Artificiall and Biological Learning
Published:
Where does intelligence emerge?
Artificial Learning
To make the learning mechanism tractable, the speaker introduced a minimal setting: random structured sequences generated by Markov rules, learned by a simple two-layer transformer.
Across related minimal Markov-model studies, the speaker described four possible algorithmic regimes:
- Unigram Retrieval
- Bigram Retrieval
- Unigram Inference
- Bigram Inference
Besides, thanks to the small model only with 5 parameters, we can easily to draw the picture. And we can get:
- a cliff landscape
- a simple dynamical system
- a phase transition from a simpler unigram-based strategy to a bigram / statistical-induction strategy
- Early training dynamics are shaped by both the statistical structure of the data and the model’s own optimization bias, which together influence the onset of abrupt improvement.
Summary
- 4 algorithms can be naturally implemented by in-context learning of Markov processes by a simple two-layer transformer architecture.
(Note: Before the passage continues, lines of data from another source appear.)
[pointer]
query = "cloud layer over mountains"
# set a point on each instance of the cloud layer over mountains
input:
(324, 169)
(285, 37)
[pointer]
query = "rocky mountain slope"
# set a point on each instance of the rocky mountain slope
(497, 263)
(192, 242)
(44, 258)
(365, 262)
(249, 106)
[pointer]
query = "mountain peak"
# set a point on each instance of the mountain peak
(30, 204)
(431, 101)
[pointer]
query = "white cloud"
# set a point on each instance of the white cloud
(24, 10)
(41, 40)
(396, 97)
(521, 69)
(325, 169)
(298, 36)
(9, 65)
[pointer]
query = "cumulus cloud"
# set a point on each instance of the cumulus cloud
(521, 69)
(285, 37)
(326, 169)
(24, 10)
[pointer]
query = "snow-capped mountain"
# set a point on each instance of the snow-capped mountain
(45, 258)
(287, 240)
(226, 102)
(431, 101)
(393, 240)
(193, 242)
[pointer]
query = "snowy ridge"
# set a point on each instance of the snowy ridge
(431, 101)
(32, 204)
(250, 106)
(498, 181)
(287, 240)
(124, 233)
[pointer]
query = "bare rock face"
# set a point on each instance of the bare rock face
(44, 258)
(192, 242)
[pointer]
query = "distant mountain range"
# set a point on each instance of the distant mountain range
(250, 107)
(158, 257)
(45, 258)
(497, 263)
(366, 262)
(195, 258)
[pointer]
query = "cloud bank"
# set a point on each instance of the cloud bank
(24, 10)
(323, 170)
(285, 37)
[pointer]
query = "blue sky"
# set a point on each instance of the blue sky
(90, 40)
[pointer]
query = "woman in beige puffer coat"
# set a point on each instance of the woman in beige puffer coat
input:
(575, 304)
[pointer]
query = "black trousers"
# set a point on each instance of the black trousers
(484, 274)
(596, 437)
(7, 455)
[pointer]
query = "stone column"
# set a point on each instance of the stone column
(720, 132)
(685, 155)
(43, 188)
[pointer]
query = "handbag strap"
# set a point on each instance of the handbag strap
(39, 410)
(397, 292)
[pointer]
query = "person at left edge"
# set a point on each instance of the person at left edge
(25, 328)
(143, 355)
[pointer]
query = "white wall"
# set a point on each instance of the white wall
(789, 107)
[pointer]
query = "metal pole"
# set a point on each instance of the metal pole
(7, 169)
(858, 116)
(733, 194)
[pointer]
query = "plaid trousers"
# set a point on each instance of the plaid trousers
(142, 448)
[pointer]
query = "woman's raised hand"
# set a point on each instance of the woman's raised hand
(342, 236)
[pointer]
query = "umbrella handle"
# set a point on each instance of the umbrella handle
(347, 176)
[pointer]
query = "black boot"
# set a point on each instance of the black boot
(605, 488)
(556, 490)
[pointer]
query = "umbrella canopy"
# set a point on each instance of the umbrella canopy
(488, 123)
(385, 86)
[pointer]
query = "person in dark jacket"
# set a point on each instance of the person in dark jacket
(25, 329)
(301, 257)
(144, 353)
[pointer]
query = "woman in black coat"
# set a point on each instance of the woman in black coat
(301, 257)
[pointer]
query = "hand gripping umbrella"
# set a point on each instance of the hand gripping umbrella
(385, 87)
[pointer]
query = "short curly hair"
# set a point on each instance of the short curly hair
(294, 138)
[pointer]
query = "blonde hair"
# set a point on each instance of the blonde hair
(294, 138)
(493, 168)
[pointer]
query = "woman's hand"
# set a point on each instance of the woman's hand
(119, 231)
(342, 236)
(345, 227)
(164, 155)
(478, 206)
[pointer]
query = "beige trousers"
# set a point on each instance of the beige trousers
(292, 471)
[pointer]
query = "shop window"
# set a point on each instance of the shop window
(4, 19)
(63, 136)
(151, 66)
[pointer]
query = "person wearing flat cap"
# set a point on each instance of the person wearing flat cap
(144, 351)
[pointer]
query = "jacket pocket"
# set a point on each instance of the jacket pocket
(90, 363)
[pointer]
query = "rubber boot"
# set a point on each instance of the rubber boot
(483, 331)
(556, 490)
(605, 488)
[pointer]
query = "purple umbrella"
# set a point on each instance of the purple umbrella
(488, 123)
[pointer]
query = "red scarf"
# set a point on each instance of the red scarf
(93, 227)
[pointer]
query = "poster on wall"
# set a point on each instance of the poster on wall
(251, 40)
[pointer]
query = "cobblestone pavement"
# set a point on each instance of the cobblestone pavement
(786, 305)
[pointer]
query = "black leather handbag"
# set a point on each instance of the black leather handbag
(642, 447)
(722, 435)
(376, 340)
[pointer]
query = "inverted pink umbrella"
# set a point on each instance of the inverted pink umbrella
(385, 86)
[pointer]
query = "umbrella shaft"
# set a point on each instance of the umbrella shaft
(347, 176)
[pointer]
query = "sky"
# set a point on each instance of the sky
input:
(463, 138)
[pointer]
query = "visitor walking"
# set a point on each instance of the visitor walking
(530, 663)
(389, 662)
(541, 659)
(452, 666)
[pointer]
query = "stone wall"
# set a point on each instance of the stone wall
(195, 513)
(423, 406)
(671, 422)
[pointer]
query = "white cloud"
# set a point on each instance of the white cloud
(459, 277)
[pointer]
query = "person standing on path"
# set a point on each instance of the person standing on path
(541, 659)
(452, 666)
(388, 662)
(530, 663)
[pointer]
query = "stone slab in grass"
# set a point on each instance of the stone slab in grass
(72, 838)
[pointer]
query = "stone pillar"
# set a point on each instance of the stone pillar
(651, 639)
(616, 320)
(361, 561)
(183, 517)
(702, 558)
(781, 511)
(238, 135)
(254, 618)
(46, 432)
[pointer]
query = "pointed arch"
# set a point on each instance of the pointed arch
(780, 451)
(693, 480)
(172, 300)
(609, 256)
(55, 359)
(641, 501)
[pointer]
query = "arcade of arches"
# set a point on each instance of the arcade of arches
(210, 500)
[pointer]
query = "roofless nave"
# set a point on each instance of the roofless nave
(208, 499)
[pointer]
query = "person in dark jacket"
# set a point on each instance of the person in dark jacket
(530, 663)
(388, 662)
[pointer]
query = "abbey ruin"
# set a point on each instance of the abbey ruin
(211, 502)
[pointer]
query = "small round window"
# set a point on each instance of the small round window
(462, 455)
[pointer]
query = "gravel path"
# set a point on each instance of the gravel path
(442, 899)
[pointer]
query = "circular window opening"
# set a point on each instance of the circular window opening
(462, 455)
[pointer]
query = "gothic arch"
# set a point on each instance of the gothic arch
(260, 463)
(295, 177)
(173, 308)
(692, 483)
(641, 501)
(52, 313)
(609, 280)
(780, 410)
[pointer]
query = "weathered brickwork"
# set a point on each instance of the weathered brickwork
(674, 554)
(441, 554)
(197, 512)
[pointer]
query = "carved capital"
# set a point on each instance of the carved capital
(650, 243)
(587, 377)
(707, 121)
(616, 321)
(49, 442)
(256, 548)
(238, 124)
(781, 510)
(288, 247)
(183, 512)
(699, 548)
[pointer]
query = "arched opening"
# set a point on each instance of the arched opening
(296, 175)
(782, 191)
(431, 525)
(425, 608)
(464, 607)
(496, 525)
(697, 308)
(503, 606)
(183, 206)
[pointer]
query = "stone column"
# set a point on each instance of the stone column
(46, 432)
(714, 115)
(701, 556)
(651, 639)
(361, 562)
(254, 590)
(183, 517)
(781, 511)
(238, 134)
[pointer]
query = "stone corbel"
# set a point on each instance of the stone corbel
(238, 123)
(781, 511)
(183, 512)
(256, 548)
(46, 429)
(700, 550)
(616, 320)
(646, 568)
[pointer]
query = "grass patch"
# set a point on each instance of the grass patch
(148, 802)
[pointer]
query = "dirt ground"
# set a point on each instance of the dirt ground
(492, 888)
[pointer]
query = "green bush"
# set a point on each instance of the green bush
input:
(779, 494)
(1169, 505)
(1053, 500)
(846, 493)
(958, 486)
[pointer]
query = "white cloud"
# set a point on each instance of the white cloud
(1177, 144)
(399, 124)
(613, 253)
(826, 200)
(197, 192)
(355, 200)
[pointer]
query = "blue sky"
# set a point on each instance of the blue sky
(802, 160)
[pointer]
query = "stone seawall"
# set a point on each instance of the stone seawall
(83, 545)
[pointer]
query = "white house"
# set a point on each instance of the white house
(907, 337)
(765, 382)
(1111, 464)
- Abrupt learning can be explained by the cliff landscape predicted from our minimal models.
- A scaling relation between the timing of abrupt learning and the context length is derived.
- In the finite task-diversity regime, we identfy two distinct phase trainsitions between memorization and generalization, determined by competition and model capacity, respectivley.
- The generalization ability does not always scale up with model size.
Biological Learning
Then let’s pay attention to rats.
We can easily observe with sensors. We can easily conduct reinforcement-training( not learning lol)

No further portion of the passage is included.